To our knowledge, this will be the first systematic review to explore if people with LBP exhibit altered APA onset and amplitude and/or CPA onset and amplitude as measured by EMG, COP, and kinematics compared with healthy individuals. This review has the potential to identify biological factors that may play a role in the persistence of LBP and areas of development based on methodological issues and gaps in the current literature. The review will aid future research that aims to identify CNS changes in the presence of LBP and mechanisms of action for LBP treatments.

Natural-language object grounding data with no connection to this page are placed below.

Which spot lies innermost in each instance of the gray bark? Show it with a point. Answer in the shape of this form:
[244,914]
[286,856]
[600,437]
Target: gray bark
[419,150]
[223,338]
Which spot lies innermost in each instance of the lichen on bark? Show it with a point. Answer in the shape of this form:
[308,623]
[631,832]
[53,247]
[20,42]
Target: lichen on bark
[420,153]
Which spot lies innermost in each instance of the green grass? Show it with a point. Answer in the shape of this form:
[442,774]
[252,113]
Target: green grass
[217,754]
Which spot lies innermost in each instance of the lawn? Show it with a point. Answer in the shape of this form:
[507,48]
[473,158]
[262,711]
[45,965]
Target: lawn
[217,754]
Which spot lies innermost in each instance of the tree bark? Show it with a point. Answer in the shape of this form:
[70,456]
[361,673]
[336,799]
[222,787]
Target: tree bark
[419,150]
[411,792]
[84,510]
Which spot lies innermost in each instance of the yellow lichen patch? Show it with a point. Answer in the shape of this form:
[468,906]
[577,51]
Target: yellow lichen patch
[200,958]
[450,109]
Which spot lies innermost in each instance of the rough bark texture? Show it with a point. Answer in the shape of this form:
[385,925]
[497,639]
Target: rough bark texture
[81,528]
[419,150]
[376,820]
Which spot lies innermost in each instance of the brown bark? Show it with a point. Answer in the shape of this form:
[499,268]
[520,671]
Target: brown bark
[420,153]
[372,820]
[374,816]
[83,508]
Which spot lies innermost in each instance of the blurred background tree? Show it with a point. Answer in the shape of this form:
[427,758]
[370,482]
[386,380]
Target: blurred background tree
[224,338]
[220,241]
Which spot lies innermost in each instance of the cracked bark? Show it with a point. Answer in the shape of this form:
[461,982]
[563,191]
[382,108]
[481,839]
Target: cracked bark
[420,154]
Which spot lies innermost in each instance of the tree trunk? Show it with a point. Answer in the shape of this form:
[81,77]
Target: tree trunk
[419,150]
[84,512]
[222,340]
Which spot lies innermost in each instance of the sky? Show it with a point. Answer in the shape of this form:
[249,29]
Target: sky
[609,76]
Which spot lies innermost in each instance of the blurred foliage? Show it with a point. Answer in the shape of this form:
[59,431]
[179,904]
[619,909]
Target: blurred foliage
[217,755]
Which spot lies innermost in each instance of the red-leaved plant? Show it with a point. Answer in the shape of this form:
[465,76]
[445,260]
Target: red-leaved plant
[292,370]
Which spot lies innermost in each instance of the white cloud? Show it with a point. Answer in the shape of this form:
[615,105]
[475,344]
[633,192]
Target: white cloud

As only full-text articles will be included, bias may be introduced by the exclusion of grey literature. This ‘publication bias’ may inflate between- and within-group differences as studies with significant or desirable results are more than likely to be published [26]. Additionally, studies will be included in the CPA amplitude analysis based on activity or movement following a perturbation and without a defined endpoint. While this may allow the inclusion of more possibly relevant studies, this type of analysis does not allow for differentiation of changes in early or late CPAs [7].

The reviewers have commenced searching relevant studies on the electronic databases. The review is expected to be complete by April 2016.